Охлаждение между Максом и Белым, исподволь нараставшее, прорвалось наконец наружу после того, как Белый прочел нам инсценировку своего романа «Петербург». Слушать его собрались мы после обеда у Макса в мастерской. Белый читал стоя, расхаживал под бюстом египетской богини Таиах, то кричал, то шептал, размахивал руками, вкладывал в чтение весь свой темперамент. Слушатели расположились где попало — на ступеньках деревянной лестницы, на тахте, на ковре. Макс сидел у окна, спиной к морю, за маленьким столиком, раскрыв перед собой большой альбом, разложив акварельные краски и кисточки. Слушая, он писал свои пейзажи, прелестные и талантливые, хотя и дилетантские. Способ его работы был удивителен, — писал он их, не глядя на натуру, сидя спиной к окну. Писал две акварели, совершенно разные, одновременно. Он макал кисточку в коричневую краску и накладывал разом все коричневые пятна сначала на левый лист альбома, где создавалась одна акварель, потом на правый лист, где создавалась вторая. Затем брал другую кисточку, макал ее в синюю краску и на оба листа накладывал синие пятна. И на обоих листах мало-помалу возникали горы, море, степь, облака — все очень похожее на Коктебель и в то же время вовсе не изображающее какую-нибудь реальную существующую часть Коктебеля.

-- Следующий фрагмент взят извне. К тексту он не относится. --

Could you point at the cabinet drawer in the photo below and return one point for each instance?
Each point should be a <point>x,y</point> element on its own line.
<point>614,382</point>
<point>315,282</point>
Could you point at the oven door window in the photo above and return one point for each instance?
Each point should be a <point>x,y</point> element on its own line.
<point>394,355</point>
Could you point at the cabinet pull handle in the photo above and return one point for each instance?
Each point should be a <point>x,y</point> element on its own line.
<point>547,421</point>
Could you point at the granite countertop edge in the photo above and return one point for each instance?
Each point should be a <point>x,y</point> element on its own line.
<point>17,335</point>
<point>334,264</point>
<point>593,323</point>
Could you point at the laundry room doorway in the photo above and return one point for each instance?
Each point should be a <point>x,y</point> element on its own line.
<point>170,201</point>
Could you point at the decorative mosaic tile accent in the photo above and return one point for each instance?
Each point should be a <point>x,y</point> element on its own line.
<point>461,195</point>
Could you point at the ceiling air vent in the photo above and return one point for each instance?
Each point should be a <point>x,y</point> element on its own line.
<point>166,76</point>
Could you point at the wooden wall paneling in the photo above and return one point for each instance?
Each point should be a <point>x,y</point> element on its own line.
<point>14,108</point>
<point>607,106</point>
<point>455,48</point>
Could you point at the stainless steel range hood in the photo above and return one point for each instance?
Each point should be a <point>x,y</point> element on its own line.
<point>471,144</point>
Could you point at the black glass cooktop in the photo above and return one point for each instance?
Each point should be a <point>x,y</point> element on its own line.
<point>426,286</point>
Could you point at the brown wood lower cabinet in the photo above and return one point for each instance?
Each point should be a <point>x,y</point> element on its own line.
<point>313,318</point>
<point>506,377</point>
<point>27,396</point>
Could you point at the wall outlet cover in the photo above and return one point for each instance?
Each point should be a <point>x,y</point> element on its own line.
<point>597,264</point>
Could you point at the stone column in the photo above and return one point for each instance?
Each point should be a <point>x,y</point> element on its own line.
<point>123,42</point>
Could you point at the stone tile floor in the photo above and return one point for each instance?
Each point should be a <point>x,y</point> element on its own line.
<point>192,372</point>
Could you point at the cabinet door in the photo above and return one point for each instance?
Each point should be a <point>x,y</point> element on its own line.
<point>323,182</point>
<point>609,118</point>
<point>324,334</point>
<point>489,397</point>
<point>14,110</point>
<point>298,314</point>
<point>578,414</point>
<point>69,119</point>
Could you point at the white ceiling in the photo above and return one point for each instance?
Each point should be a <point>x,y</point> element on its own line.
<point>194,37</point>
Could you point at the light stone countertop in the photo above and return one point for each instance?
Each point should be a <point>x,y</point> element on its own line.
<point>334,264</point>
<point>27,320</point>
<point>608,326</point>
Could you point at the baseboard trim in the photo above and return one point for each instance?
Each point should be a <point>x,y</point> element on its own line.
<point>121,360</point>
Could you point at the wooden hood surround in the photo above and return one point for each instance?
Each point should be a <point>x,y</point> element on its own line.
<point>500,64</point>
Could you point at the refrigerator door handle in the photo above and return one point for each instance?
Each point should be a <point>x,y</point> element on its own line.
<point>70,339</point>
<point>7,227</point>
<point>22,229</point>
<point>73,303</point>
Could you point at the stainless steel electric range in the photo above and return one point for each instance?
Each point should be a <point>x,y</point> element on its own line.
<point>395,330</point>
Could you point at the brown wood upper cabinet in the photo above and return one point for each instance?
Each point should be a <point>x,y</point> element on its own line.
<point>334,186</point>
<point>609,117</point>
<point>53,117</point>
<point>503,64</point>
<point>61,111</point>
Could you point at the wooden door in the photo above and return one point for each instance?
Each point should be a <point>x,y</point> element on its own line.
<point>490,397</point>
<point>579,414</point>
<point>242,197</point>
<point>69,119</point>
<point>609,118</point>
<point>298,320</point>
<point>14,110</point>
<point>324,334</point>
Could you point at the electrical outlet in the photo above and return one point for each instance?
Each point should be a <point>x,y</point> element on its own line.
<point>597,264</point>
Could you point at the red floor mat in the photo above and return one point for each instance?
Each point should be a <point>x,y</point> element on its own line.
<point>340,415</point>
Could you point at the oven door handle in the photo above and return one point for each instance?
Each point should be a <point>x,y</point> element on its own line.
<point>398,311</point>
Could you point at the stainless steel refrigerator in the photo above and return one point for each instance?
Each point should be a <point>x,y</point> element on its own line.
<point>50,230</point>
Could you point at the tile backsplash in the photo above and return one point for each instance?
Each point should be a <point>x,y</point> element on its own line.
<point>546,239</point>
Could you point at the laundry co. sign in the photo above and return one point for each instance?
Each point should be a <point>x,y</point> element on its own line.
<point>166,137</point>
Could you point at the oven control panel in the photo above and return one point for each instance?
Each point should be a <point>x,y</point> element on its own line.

Он слушал Белого спокойно, настолько углубившись в свои акварели, что нельзя было даже сказать, слушает он или нет. Он ни разу не показал, что чтение ему нравится. Признаться, мы все были несколько разочарованы, хотя не осмеливались это показать. Инсценировки романов редко удаются, и у Белого его «Петербург», превращенный в драму, стал бледен и ходулен.
Буря разразилась после чтения — когда началось обсуждение. Впрочем, первые выступавшие говорили комплиментарно, хотя и очень общо, — пока не выступил Макс. В его выступлении, внешне вполне корректном и очень добродушном, было несколько насмешливых колкостей. Это вывело Белого из себя. Он даже растерялся от бешенства. Перебивая Макса, он возражал ему дрожащим от обиды фальцетом — и довольно невразумительно. В его выражениях были намеки на что-то давнее, нам, присутствовавшим, неизвестное и непонятное. Макс не потерял самообладания, но сильно покраснел. Леля Кашина стала разбирать прослушанную инсценировку с психоаналитических фрейдистских позиций, но это только еще сильнее обидело Белого, уже очень раздраженного. Антон Шварц стал возражать Леле Кашиной, объявив себя марксистом. Этим он обрушил на себя гнев и презрение Макса, который в то время, как и все ему близкие люди, считал марксизм явлением дурного тона, свидетельствовавшим об отсутствии вкуса. Белый немедленно взял марксизм под защиту, — в его уме каким-то таинственным образом марксизм уживался с антропософией. Страсти накалились, началась общая сумятица, и кончилось это тем, что Белый решил немедленно уехать и пошел укладывать свой чемодан. Все пять Николавен вышли вместе с ним и тоже отправились укладывать чемоданы.
Ссору эту Максу удалось ликвидировать — он объяснился с Белым наедине, и Белый остался. Но прежние отношения уже не восстановились, — Белый никогда уже больше не приезжал в Коктебель.
Нам с женой пора было уезжать. Мы провели в Коктебеле более полутора месяцев. За несколько дней до нашего отъезда мне пришлось поговорить с Белым наедине.